October 27, 2016
Leaders Named for Bloomberg American Health Initiative
Joshua Sharfstein, associate dean at the Bloomberg School, named inaugural director
Joshua M. Sharfstein, MD, associate dean for public health practice and training at the Johns Hopkins Bloomberg School of Public Health, has been named inaugural director of the school’s Bloomberg American Health Initiative, which was launched in September with a $300 million gift from Bloomberg Philanthropies.
Joining Sharfstein will be Michelle L. Spencer, MS, director of the Prevention & Health Promotion Administration at the Maryland Department of Health and Mental Hygiene, who has been named the initiative’s associate director.
“The Bloomberg American Health Initiative is the outgrowth of an unprecedented investment from our School’s namesake, philanthropist and former New York City mayor Michael R. Bloomberg, designed to develop innovative solutions to the health threats facing the United States in the 21st century,” says Michael J. Klag, MD, MPH ’87, dean of the Bloomberg School. “We could think of no one better to lead this project than Josh Sharfstein, who will help us create the building blocks needed to get us to this ambitious goal of transforming the national response to modern public health challenges.”
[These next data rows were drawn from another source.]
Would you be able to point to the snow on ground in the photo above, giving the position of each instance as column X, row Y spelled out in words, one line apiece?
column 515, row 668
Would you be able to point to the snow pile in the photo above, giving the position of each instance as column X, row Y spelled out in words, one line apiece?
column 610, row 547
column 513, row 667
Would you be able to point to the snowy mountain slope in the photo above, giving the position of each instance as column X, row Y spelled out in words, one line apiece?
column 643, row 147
Sharfstein came to Johns Hopkins in 2015 after serving as secretary of the Maryland Department of Health and Mental Hygiene. He was previously the principal deputy commissioner of the U.S. Food and Drug Administration, the Baltimore City’s commissioner of health and a health policy advisor for former Congressman Henry A. Waxman. He earned his medical degree from Harvard Medical School. Sharfstein will continue to serve as associate dean and professor of the practice in the Department of Health Policy and Management, in addition to the new position.
Spencer has worked closely with Sharfstein over the years, in roles as senior advisor to the secretary at the state health department and chief of staff at the city health department. In her current position, Spencer oversees the Bureaus of Maternal and Child Health, Environmental Health, Chronic Disease and Infectious Disease at the state health department. She has a master’s in Health Services Management and Policy from New School University. She will join the Bloomberg School next month.
In their new roles, Sharfstein and Spencer will work with the faculty, leadership of the School and University, the Bloomberg Philanthropies and many others to build the structure and process that will be the foundation for this new public health initiative.
The Bloomberg American Health Initiative will put a laser-like focus on these key public health threats: addiction and overdose, risks to adolescent health, environmental challenges, obesity and the food system, and violence. The School’s current work in these areas and expertise in using data-driven approaches to analyzing large public health problems will serve as a foundation for this groundbreaking effort. The initiative will allow the school to conduct research, train a new generation of leaders and team up with public and private organizations across the country to help us find new solutions to these tough problems.